The popularity of value investing is on the rise. The success of billionaire value investors like Warren Buffett further underscores the fact. Over the past five years, his conglomerate Berkshire Hathaway's book value has grown at a compound annual rate of 11% (
The Economist). Per a July Motley Fool article last year, over the past 50 years, the stock has yielded a compound annual return of 20.8%. This indicates that an investment of $10,000 in 1965 would be worth $88 million today.
However, apparently simple to understand, this investing discipline has its own share of pitfalls. A value investor mostly misses the chance of betting on stocks that have bright long-term prospects and in their quest of cheaper stocks, they often end up picking stocks that have weak prospects.
Buffett believes that proper understanding of the “intrinsic value” of a stock may ease out many problems with regard to value investment. According to him, going by the fundamentals of value investing while picking undervalued stocks, investors need to focus on their earnings growth potential.
While yardsticks such as dividend yield, the ratio of price to earnings, sales or book value are the most common value investing metrics that can single out stocks trading at a discount, these ratios fail to consider the potential of a stock. PEG is the ratio with the earnings growth component in it.
The PEG ratio is defined as: (Price/Earnings)/Earnings Growth Rate
A lower PEG ratio is always better for value investors.
While P/E alone fails to identify a true value stock, PEG helps find the intrinsic value of a stock.
Unfortunately, this ratio is often neglected due to investors’ limitation to calculate the future earnings growth rate of a stock.
There are some drawbacks to using the PEG ratio though. It doesn’t consider the very common situation of changing growth rates such as the forecast of the first three years at very high growth, followed by a sustainable but lower growth rate in the long term.
Hence, PEG-based investing can turn out to be even more rewarding if some other relevant parameters are taken into consideration.
Here are the screening criteria for a winning strategy:
PEG Ratio less than X Industry Median P/E Ratio (using F1) less than X Industry Median(for more accurate valuation purpose) Zacks Rank of 1 (Strong Buy) or 2 (Buy)(Whether good market conditions or bad, stocks with a Zacks Rank #1 or 2 have a proven history of success.) Market Capitalization greater than $1 Billion(This helps us to focus on companies that have strong liquidity.) Average 20 Day Volume greater than 50,000(A substantial trading volume ensures that the stock is easily tradable.) Percentage Change F1 Earnings Estimate Revisions (4 Weeks) greater than 5%(Upward estimate revisions add to the optimism, suggesting further bullishness.) Value Score of less than or equal to B: Our research shows that stocks with a Style Score of A or B when combined with a Zacks Rank #1, 2 or 3 (Hold) offer the best upside potential.
Here are five out of the 28 stocks that qualified the screening:
PACCAR Inc PCAR: Headquartered in Bellevue, WA, PACCAR is a leading manufacturer of heavy-duty trucks in the world and has substantial manufacturing exposure to light/medium trucks.
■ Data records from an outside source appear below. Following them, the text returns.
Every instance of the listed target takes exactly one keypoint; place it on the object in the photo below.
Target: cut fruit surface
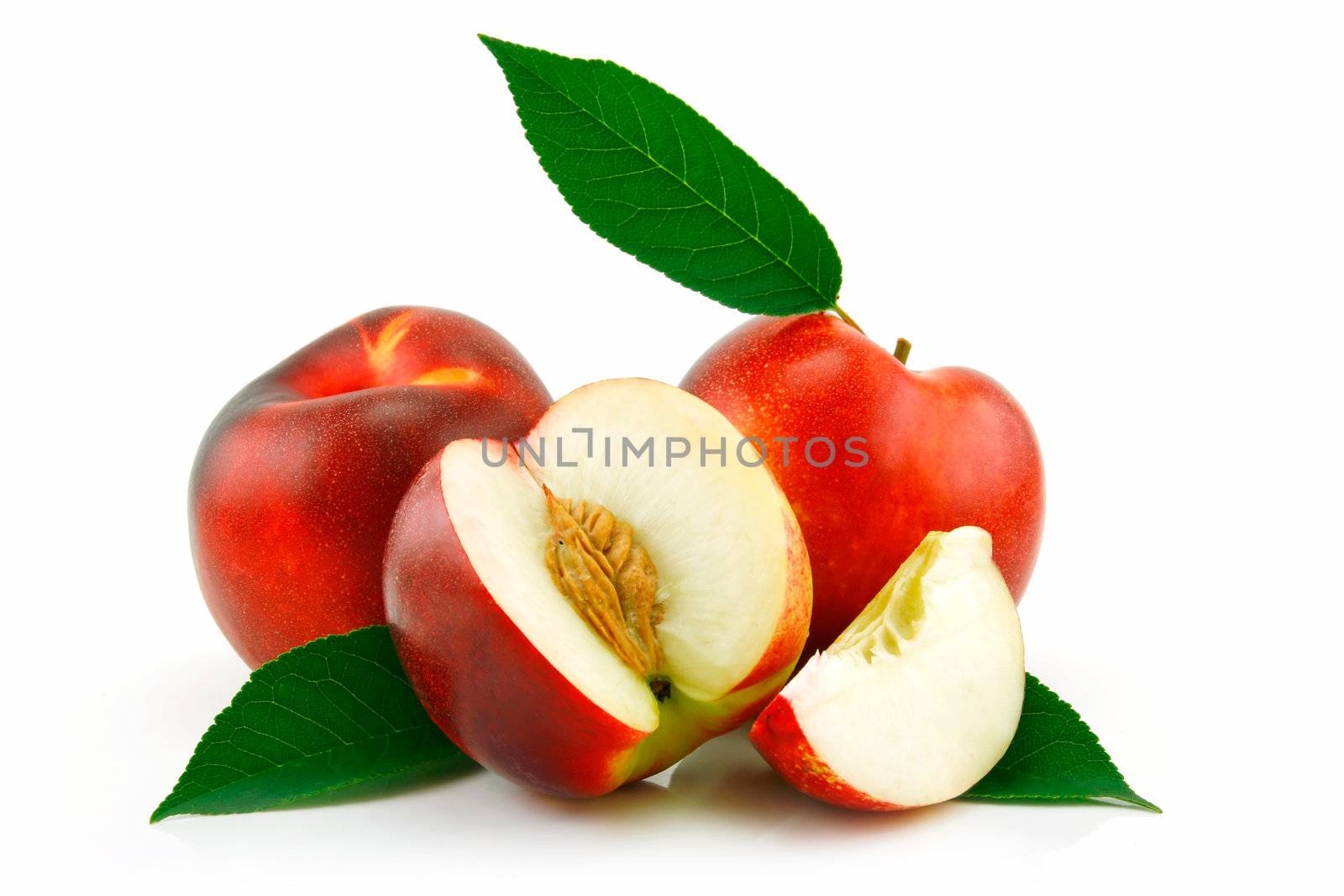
(918, 698)
(585, 607)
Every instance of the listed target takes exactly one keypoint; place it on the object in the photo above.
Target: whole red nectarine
(297, 479)
(945, 448)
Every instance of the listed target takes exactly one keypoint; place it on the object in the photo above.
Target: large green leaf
(331, 715)
(1054, 757)
(651, 175)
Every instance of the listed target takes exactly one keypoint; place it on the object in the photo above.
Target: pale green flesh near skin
(719, 537)
(921, 694)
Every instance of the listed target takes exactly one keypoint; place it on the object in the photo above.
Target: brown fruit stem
(902, 349)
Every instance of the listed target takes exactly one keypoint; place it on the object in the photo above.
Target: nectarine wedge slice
(914, 701)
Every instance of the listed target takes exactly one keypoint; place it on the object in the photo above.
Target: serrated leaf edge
(1129, 797)
(491, 43)
(159, 815)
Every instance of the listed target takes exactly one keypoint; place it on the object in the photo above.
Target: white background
(1131, 214)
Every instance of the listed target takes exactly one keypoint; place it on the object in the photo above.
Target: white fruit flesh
(718, 537)
(921, 694)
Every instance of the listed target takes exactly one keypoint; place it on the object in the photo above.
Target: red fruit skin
(777, 736)
(480, 679)
(947, 448)
(296, 481)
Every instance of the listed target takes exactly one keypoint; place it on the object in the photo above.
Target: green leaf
(327, 716)
(1054, 757)
(652, 176)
The company also provides customer support for its products by supplying aftermarket parts as well as finance and leasing services. The company has an impressive expected five-year growth rate of 10.8%. The stock currently has a Value Score of A and a Zacks Rank #2. You can see the complete list of today’s Zacks #1 Rank stocks here . Colfax Corporation ( CFX Quick Quote CFX - Free Report) : Headquartered in Fulton, MD, the company is one of the leading manufacturing and engineering companies, specializing in products and services related to air and gas handling and fabrication technology. The stock currently sports a Zacks Rank #1 and has a Value Score of B. The company also has an impressive growth rate of 29.3% for the current year. Park Hotels & Resorts Inc. PK is a leading lodging REIT with a diverse portfolio of hotels and resorts with significant underlying real estate value. Park Hotels’ portfolio consists of 54 premium-branded hotels and resorts with more than 32,000 rooms, the majority of which are located in prime United States markets with high barriers to entry. Apart from a discounted PEG and P/E, the stock holds a Zacks Rank #2 and has a Value Score of B. ArcBest Corporation ARCB is a renowned logistics company with creative problem solvers who deliver integrated solutions. The company currently holds a Zacks Rank #1 and has a Value Score of A. The company also has an impressive expected five-year growth rate of 40.2%. Caterpillar Inc. CAT is the world’s leading manufacturer of construction and mining equipment, diesel and natural gas engines and industrial gas turbines. It is also a leading exporter in the United States with more than half of its sales generated outside the nation. Caterpillar operates through two divisions – Machinery, Energy & Transportation systems, and Financial Products. The company holds a Zacks Rank #1 and has a Value Score A. The stock also has an impressive earnings growth rate of 69.3% for the current fiscal.